LiPo: A Lightweight Post-optimization Framework for Smoothing Action Chunks Generated by Learned Policies

TL;DR

This paper introduces a lightweight post-optimization framework that smooths chunked action sequences in learned robotic policies, significantly reducing vibrations and jitter for more stable and robust manipulation tasks.

Contribution

It proposes a novel combination of inference-aware chunk scheduling, linear blending, and jerk-minimizing trajectory optimization to enhance motion smoothness in learned policies.

Findings

Reduces vibration and motion jitter in robotic manipulation

Improves mechanical robustness and motion quality

Validated on a position-controlled robotic arm performing dynamic tasks

Abstract

Recent advances in imitation learning have enabled robots to perform increasingly complex manipulation tasks in unstructured environments.
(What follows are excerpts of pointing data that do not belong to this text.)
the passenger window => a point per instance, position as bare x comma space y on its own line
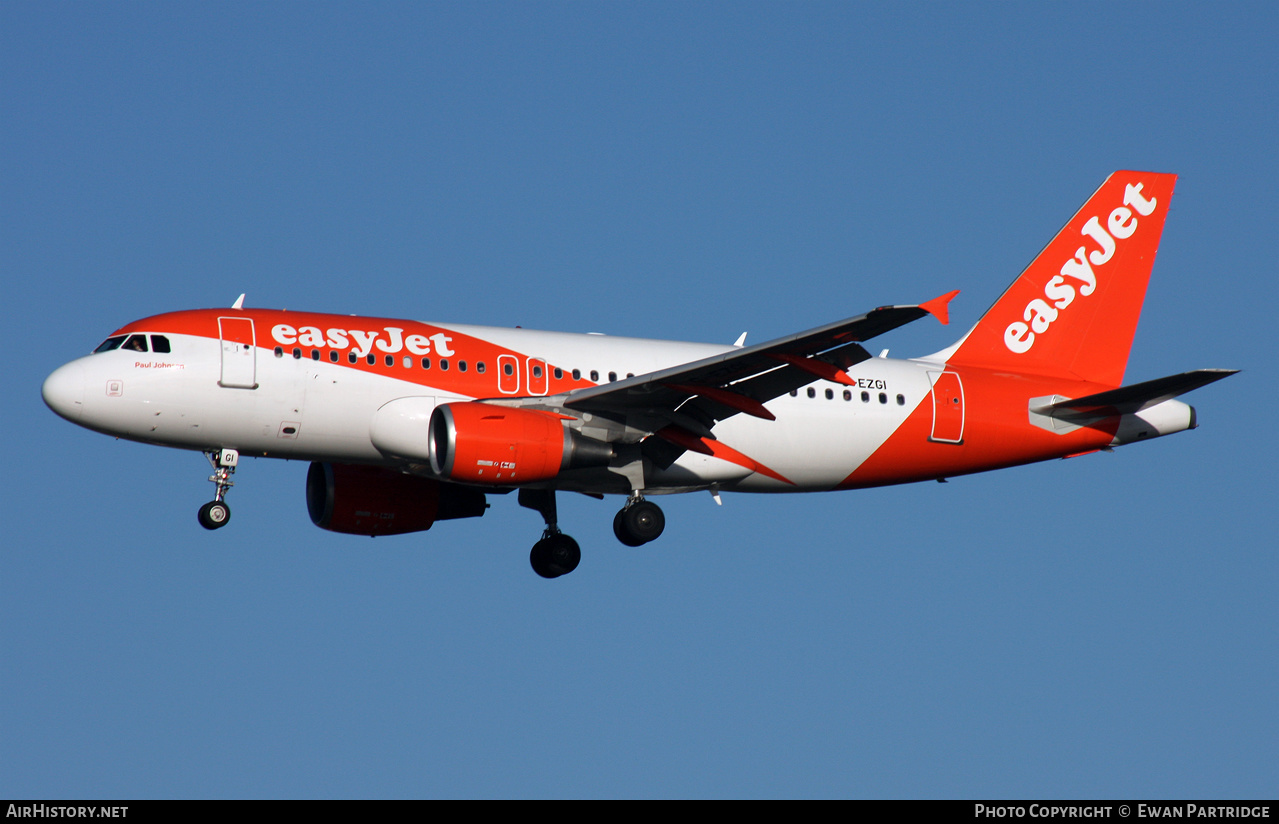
110, 343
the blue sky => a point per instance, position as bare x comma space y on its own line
1104, 626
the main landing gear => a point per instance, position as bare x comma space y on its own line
636, 523
215, 515
557, 553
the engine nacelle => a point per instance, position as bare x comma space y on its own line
371, 500
481, 443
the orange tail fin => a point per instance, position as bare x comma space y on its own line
1074, 310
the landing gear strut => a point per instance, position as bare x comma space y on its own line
215, 515
638, 522
557, 553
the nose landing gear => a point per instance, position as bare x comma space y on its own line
215, 515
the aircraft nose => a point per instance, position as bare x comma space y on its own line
64, 390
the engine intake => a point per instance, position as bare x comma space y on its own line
480, 443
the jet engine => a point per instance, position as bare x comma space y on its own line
481, 443
371, 500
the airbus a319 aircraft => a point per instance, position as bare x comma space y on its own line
411, 422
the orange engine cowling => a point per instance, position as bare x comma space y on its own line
371, 500
480, 443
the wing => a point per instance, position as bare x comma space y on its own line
683, 403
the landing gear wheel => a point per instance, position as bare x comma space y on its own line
638, 523
214, 515
554, 555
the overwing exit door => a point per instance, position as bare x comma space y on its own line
239, 353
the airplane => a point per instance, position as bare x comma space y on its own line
408, 422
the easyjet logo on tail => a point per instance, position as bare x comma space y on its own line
1077, 274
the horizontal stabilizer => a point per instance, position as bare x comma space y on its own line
1129, 399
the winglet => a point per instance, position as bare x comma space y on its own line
939, 306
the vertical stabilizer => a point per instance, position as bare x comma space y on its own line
1074, 310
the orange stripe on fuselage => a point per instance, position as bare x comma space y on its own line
996, 433
381, 335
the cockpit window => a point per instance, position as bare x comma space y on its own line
110, 343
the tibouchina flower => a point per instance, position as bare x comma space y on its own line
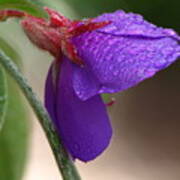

However, most learned policies rely on discrete action chunking, which introduces discontinuities at chunk boundaries. These discontinuities degrade motion quality and are particularly problematic in dynamic tasks such as throwing or lifting heavy objects, where smooth trajectories are critical for momentum transfer and system stability. In this work, we present a lightweight post-optimization framework for smoothing chunked action sequences. Our method combines three key components: (1) inference-aware chunk scheduling to proactively generate overlapping chunks and avoid pauses from inference delays; (2) linear blending in the overlap region to reduce abrupt transitions; and (3) jerk-minimizing trajectory optimization constrained within a bounded perturbation space. The proposed method was validated on a position-controlled robotic arm performing dynamic manipulation tasks. Experimental results demonstrate that our approach significantly reduces vibration and motion jitter, leading to smoother execution and improved mechanical robustness.